As James Palmer wrote in a widely-shared article for Foreign Policy magazine, while many Chinese people have a taste for dishes that seem abhorrent in the West—including exotic and wild animals believed to have medicinal properties, which the government has attempted to clamp down on in recent years—such tastes are hardly the norm.
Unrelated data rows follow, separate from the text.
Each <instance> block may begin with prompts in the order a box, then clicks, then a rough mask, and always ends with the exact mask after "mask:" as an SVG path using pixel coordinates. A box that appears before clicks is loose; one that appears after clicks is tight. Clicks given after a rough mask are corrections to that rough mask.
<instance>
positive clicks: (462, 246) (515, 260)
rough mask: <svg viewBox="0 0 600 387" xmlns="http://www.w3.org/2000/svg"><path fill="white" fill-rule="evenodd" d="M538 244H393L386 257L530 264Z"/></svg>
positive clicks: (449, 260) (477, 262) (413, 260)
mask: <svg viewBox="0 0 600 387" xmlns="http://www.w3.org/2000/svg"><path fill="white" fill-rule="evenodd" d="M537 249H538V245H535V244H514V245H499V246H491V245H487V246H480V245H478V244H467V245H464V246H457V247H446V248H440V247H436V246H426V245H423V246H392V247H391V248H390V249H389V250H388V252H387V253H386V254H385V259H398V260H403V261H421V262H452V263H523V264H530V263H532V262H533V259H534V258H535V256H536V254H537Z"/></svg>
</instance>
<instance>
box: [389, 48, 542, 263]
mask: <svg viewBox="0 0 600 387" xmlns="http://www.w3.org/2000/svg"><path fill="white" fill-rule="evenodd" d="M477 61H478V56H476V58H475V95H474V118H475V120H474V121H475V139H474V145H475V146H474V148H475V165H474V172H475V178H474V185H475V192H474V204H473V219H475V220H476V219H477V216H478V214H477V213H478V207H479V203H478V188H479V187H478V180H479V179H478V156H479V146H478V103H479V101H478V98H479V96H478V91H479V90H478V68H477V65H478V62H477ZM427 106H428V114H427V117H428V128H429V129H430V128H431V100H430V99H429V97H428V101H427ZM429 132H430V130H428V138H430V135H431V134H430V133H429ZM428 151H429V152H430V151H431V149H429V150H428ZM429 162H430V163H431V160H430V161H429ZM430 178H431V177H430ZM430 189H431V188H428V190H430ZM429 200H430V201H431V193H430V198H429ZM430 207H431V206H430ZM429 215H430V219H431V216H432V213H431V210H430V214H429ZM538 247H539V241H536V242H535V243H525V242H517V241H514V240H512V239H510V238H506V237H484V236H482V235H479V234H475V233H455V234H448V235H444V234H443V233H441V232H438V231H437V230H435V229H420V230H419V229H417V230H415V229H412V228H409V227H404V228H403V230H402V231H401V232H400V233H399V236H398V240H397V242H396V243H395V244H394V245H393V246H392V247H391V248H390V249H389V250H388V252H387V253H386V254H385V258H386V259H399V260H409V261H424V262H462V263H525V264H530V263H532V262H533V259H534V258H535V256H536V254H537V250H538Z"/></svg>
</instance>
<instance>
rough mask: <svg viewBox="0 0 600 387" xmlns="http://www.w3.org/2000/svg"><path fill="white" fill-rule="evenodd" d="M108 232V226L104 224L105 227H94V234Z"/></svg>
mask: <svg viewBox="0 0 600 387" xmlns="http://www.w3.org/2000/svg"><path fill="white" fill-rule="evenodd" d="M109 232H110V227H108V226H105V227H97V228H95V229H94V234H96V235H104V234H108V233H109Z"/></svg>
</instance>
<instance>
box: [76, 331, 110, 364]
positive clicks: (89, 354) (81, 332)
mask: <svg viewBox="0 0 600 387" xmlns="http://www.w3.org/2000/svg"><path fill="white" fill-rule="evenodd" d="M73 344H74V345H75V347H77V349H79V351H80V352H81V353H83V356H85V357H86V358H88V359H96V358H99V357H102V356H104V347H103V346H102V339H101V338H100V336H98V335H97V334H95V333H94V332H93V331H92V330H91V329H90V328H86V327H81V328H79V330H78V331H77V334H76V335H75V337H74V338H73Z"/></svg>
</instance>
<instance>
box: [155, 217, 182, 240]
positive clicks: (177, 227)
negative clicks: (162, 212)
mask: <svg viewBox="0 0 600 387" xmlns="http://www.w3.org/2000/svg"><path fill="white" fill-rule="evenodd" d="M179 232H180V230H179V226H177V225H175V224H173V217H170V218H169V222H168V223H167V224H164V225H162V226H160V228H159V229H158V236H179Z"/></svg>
Indeed, as Palmer notes, many inside China joke about the Cantonese dietary habits of eating “everything with four legs save the table and everything that flies but the airplane.

Regardless, social media users—including commenters on posts by the Mind Unleashed—have been quick to point to groundless rumors, anecdotes, and social media posts to revive decades-old racist tropes about the “bizarre” and “disgusting” diets of Asian and Chinese people, or their supposedly “uncivilized,” “unevolved,” and “horrible” culture.

But while scientists are still struggling to find a cure for the coronavirus, there is an obvious cure to the shocking revival of anti-Asian discrimination across the West.

Whenever we see inaccurate stories or see racist tropes being trotted out in response to the virus, we should call this out for what it is: blind bigotry and ignorance that can result in tragedy for completely innocent people of Asian descent—including our friends, neighbors, and family members.